Raising tuition fees to help plug the Universities Superannuation Scheme’s £17.5bn deficit would “take intergenerational unfairness to a new level”.

The publication of the USS’ annual report and accounts revealed it has seen its deficit increase from £8.5bn in 2016 to £17.5bn, with a funding level of 77 per cent compared to 85 per cent last year. It is an increase of £9bn in a year and it now has the largest deficit of any other UK pension fund.

As a result, there has been suggestions that the deficit will need to be plugged by raising student tuition fees, among other suggestions such as raising contributions, or cutting future pay-outs. However, Aegon pensions director Steven Cameron that increasing student tuition fees would be in direct conflict with the government’s desire to create intergenerational fairness.

“Gold plated defined benefit schemes are rarely open to those joining today’s private sector workforce, but the funding shortfalls of many existing schemes are having wide reaching implications which can pass down through the generations. Employees are now much more likely to be offered membership of a defined contribution scheme, but employers struggling to shrink defined benefit scheme deficits will be less inclined to offer more generous contributions above the automatic enrolment minimum to new employees," he said.

“The suggestion that universities may need to increase the tuition fees for today’s students to fund the huge pension shortfall takes intergenerational unfairness to a new level.
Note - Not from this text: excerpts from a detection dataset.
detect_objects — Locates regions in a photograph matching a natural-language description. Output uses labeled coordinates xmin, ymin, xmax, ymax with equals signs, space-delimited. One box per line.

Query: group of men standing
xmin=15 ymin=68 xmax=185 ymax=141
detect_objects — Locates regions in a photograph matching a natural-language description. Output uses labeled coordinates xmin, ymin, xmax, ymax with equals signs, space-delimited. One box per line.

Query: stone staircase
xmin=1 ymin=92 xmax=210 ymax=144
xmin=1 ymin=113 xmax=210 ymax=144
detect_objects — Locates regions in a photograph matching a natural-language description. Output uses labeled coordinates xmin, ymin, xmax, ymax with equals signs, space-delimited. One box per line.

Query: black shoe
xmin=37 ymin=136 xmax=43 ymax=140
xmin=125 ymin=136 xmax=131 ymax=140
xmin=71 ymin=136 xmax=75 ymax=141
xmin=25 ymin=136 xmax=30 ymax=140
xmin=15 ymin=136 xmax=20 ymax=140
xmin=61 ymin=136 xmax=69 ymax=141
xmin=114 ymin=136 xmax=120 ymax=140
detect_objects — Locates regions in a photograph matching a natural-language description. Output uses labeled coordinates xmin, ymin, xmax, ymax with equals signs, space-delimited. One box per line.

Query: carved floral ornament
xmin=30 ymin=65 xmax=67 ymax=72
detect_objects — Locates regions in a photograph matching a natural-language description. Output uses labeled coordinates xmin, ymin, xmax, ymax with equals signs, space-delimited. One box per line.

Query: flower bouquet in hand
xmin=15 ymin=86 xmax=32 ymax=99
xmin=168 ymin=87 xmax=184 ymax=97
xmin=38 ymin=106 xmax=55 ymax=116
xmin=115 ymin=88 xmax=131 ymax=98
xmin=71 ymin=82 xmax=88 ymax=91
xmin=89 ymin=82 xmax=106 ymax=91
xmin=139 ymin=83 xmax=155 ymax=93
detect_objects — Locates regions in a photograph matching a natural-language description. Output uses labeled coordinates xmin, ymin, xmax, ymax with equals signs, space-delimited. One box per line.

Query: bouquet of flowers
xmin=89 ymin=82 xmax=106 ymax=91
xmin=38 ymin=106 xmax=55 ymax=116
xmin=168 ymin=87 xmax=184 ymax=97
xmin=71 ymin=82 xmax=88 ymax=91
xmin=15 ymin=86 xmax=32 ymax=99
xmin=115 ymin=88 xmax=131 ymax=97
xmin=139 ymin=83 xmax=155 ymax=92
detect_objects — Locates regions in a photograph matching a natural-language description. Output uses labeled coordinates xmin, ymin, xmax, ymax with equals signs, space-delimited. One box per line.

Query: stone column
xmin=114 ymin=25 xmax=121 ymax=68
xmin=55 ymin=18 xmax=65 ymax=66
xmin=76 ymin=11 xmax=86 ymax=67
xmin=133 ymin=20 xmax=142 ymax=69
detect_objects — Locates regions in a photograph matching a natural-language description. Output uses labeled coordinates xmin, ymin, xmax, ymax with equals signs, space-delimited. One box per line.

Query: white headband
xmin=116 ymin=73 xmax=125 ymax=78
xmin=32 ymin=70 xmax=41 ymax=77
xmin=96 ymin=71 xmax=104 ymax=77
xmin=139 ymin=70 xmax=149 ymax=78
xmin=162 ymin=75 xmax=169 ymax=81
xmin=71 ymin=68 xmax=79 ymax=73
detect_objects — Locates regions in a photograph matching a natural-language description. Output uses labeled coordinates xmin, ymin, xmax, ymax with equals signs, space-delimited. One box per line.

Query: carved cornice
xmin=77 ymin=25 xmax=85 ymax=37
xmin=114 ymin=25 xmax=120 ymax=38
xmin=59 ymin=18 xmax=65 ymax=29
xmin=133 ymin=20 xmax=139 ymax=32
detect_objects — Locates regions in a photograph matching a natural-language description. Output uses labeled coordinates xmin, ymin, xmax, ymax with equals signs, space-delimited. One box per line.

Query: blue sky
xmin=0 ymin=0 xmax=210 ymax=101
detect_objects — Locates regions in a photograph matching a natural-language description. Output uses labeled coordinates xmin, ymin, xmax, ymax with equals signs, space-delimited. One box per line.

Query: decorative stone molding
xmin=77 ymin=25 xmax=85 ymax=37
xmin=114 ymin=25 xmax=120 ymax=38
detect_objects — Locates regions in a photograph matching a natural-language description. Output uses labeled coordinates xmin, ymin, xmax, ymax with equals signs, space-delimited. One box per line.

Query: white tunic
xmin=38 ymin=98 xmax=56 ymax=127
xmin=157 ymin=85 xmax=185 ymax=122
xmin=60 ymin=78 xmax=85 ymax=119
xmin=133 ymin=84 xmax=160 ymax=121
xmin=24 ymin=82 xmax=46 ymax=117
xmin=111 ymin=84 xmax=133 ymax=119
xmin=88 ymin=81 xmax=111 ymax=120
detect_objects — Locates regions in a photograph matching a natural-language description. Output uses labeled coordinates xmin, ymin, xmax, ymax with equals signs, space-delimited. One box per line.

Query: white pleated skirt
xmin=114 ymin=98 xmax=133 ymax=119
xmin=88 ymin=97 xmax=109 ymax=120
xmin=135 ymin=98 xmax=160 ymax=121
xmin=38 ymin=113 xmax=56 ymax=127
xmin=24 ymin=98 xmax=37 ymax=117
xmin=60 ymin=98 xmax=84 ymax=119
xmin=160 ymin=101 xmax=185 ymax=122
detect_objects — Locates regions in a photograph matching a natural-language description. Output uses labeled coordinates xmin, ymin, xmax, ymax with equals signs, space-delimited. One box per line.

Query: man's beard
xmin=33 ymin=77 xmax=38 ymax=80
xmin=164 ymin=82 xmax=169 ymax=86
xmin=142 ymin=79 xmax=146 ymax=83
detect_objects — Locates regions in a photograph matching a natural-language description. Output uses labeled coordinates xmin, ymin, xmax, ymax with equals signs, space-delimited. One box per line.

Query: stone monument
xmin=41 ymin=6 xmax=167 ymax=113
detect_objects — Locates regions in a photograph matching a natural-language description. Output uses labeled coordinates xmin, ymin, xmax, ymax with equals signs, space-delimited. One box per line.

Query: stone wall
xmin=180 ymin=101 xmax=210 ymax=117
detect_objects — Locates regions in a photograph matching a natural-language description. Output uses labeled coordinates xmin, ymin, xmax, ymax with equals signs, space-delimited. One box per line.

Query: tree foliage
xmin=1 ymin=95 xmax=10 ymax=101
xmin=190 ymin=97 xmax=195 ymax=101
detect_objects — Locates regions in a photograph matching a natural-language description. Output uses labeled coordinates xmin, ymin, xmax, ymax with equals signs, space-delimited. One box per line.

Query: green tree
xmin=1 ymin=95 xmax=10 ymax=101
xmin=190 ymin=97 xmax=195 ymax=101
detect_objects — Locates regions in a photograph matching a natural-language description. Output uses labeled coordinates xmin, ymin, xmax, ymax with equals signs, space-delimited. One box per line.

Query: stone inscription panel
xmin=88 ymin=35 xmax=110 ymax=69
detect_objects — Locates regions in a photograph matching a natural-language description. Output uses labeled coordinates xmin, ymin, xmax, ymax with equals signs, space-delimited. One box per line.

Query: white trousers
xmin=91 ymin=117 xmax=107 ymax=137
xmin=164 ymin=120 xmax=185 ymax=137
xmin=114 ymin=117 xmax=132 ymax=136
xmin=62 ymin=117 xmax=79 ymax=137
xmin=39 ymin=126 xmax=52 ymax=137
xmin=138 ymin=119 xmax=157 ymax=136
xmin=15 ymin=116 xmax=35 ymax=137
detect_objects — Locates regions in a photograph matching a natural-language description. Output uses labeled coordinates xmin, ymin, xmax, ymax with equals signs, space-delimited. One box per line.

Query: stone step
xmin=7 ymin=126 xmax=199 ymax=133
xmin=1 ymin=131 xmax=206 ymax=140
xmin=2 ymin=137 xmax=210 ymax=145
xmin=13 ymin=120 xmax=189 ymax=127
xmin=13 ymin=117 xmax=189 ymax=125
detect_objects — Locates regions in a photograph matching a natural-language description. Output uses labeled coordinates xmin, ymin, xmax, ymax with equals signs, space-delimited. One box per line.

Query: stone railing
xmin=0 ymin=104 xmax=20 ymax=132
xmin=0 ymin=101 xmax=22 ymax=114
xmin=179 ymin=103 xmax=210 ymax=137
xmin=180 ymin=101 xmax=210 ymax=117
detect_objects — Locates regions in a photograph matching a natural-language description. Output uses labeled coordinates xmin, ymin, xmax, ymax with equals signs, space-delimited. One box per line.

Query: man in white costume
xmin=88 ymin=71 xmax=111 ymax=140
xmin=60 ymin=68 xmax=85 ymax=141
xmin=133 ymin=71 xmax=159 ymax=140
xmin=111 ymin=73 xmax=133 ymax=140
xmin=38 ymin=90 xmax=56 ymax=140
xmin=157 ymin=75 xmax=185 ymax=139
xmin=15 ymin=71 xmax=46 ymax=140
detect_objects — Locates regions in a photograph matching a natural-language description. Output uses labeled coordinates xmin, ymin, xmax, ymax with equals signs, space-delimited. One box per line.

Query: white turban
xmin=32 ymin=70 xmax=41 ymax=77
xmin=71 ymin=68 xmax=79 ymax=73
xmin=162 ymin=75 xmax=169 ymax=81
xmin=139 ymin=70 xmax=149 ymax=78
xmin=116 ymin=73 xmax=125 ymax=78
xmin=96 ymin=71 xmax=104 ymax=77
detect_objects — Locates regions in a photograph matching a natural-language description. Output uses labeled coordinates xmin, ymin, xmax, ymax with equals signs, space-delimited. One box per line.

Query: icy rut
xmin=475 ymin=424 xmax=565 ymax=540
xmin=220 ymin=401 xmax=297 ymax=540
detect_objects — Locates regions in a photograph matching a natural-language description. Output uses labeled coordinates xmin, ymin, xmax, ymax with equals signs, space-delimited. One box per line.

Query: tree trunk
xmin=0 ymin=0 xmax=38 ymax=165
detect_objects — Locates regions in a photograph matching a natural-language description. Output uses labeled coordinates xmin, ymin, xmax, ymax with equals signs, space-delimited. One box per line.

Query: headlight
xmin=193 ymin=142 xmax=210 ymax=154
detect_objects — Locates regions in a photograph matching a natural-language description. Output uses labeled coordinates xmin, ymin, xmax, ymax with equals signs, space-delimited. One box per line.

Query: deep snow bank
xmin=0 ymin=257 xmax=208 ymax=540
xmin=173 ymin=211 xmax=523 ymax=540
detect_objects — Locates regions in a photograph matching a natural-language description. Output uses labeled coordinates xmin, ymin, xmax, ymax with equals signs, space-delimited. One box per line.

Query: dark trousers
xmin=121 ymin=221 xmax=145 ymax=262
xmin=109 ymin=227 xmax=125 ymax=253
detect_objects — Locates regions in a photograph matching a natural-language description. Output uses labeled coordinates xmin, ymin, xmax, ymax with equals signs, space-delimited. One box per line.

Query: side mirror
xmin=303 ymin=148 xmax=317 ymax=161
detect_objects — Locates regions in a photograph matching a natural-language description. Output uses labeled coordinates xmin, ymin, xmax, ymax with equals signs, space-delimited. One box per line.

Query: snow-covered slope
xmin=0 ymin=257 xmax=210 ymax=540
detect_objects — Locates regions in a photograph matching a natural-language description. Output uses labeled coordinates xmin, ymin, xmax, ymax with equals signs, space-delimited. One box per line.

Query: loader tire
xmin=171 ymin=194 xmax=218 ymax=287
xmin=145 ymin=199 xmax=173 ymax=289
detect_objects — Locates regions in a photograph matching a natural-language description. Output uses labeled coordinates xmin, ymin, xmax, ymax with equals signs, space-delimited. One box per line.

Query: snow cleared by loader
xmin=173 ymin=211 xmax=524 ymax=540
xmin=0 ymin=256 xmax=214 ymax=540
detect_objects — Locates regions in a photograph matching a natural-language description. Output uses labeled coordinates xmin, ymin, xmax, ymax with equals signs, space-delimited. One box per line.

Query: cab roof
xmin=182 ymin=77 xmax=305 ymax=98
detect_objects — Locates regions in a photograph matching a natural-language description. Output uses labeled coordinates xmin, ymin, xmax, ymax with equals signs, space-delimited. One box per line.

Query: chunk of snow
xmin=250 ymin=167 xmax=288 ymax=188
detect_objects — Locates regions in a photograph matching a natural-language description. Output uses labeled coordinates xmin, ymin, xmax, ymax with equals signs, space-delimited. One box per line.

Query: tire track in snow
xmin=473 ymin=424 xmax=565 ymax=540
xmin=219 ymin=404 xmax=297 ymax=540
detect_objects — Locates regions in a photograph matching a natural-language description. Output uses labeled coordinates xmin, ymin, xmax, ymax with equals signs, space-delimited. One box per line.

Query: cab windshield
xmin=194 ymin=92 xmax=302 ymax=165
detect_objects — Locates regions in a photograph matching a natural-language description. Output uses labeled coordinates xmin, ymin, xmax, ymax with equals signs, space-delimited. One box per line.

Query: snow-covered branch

Saddling our future workforce with even greater student debt to make good on pension promises offered to previous generations is a case of ‘robbing grandson Peter to pay grandpa Paul’.

“Some joining the workforce with significant student debt, facing high interest rates, may be tempted to save on their pension contributions by opting out of their employer’s pension scheme. But this only perpetuates the problem as not only do they lose out on valuable employer contributions, it is contributions paid while younger that have longest to grow to fund more in retirement.”